Wapsi Square has been one of the few webcomics I read daily for a while now. I started it when the creator, Paul Taylor, did a guest comic for PvP.

It’s kind of a “chick comic” despite being drawn/written by a guy; the cast are overwhelmingly female. It’s more of an ongoing drama than a gag strip; there are punchlines but they’re almost always very low key, not laugh-out-loud things. You stay not for The Funny (as Websnark puts it) but for The Story. (And maybe for Monica in her 8-ball shirt! But I digress…) There’s a lot of just ordinary people life drama, but there’s also a big dose of fantasy/supernatural: the main character, Monica, is involved with some strange supernatural forces, including the Aztec god of alcohol.

Quibbles: the pace can occasionally be glacial, with single conversations stretched out into a week or two….or three… or forever… Sometimes the style of drawing, e.g. the proliferation of wide-eyed toothy smiles, gets on my nerves… But these are minor quibbles: the art and writing are very good overall. (I actually quit reading for a while when the pace got TOO glacial and I despaired of anything ever actually happening again in the comic, but I got sucked back in.)

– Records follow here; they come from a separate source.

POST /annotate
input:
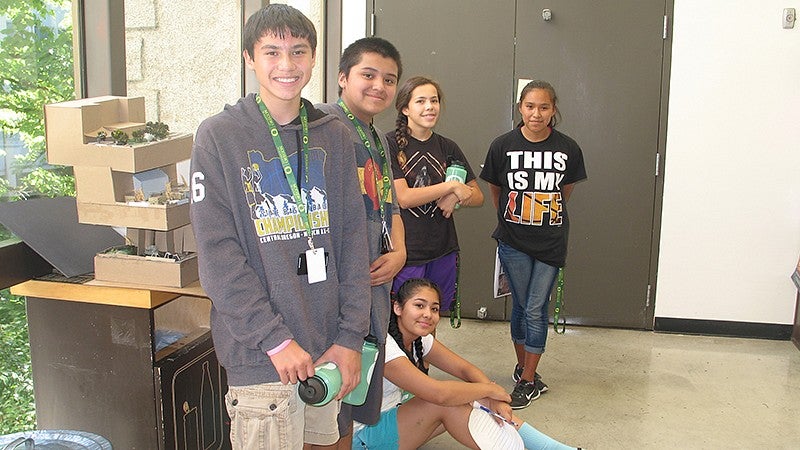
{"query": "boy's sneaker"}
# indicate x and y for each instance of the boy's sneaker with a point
(524, 393)
(537, 379)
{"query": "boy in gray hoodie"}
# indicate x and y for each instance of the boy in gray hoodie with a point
(369, 70)
(275, 199)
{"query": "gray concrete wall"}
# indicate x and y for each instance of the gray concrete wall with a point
(185, 57)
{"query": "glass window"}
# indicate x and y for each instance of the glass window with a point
(36, 62)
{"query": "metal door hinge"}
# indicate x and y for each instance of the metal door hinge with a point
(658, 162)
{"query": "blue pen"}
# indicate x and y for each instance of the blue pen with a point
(483, 408)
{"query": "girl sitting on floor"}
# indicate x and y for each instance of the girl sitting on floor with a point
(474, 410)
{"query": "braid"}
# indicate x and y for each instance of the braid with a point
(418, 349)
(404, 293)
(401, 136)
(397, 335)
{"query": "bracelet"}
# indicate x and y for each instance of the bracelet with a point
(280, 347)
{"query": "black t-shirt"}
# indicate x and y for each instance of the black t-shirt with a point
(429, 235)
(532, 216)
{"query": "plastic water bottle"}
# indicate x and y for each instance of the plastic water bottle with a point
(456, 171)
(323, 387)
(369, 354)
(320, 389)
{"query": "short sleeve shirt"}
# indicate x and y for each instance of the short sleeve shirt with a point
(532, 214)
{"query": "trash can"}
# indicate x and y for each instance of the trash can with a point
(54, 440)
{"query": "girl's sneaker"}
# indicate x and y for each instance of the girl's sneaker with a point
(537, 379)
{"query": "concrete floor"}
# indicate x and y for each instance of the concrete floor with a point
(624, 389)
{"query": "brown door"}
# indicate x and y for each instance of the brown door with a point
(606, 61)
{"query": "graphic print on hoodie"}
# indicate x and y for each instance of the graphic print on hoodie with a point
(273, 208)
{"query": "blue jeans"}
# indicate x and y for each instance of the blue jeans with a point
(531, 282)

I thought I’d blog it because a recent strip happens to contain a succinct plot summary, so it might be a nice place for a new reader to drop in.

Other “must read” comics for me are Achewood, Questionable Content, and some newspapaer stuff like Dilbert, Agnes, Boondocks, Pearls Before Swine, and FoxTrot. Oh, and the aforementioned PvP, and Penny Arcade.

UPDATE:

Did I just say the art and stuff were “good overall”? Sometimes they are amazing.

Small personal bummer.

I interviewed for a job last week, and got the “sorry, we found somebody else” letter yesterday. A bummer. I’m working right now but it’s a weird situation — I’m doing contract programming for a company which keeps promising it’s going to hire me on as a salaried programmer soon, but says they’re not financially ready to take on a new employee right now. So that’s a non-ideal situation, and since I can’t force them to change their minds on that I’ve been looking around at other jobs. This one seemed like a real winner: a local Perl programming job.

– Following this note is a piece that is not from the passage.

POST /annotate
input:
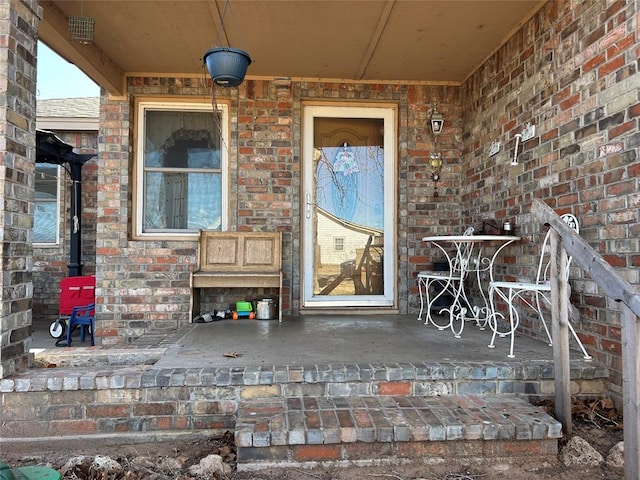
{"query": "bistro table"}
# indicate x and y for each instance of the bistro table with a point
(470, 255)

I’d actually turned down two jobs I was interviewing for before this one because the salaries offered weren’t quite what I needed. So I had high hopes going in to this one. I was offered those other jobs, why not this one? But no. Not this time.

I’m grateful I’m not on a real job hunt where I’m doing this all day every day and getting rejections constantly, I guess. But this seemed like such a great possibility.

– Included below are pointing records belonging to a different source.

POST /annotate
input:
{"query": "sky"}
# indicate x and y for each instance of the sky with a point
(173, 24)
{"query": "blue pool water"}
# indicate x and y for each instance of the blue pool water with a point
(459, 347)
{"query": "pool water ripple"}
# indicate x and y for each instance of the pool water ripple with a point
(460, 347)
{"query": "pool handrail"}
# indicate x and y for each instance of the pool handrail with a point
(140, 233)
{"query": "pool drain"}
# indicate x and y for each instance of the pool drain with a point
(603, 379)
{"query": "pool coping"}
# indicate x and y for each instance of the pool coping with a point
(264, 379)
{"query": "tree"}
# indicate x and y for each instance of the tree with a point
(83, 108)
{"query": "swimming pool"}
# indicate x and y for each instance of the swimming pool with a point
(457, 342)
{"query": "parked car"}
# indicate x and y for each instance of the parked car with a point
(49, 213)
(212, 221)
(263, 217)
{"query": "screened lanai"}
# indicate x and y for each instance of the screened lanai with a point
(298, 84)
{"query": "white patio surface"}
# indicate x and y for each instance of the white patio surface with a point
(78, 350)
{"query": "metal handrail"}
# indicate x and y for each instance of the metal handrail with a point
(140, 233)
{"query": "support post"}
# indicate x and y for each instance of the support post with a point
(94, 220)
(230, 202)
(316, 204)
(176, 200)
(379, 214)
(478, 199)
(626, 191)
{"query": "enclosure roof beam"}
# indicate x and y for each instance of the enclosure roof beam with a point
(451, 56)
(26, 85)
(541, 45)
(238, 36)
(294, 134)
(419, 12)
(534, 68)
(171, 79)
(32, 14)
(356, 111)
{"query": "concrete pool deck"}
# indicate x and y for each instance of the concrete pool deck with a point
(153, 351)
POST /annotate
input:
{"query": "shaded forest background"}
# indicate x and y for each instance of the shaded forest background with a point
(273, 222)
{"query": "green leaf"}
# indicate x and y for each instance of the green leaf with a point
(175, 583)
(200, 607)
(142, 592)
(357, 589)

Lansing State Journal:At least 2 dead in vehicle pileups on I-96 near Lansing

Lansing State Journal:At least 2 dead in vehicle pileups on I-96 near Lansing

At least two people died and more than 25 others were injured in multiple pileups involving more than 100 vehicles in thick fog Wednesday afternoon on eastbound Interstate 96 east of Lansing, authorities said.

Drive CAREFULLY in the sloppy Michigan winter weather, folks…

The couple said their son called them from a cell phone on I-96 and told them, “I’m standing here in the road and I’m not sure how I got here.” They said Christopher Morrow told them his Toyota Celica “folded up like an accordion” when it crashed.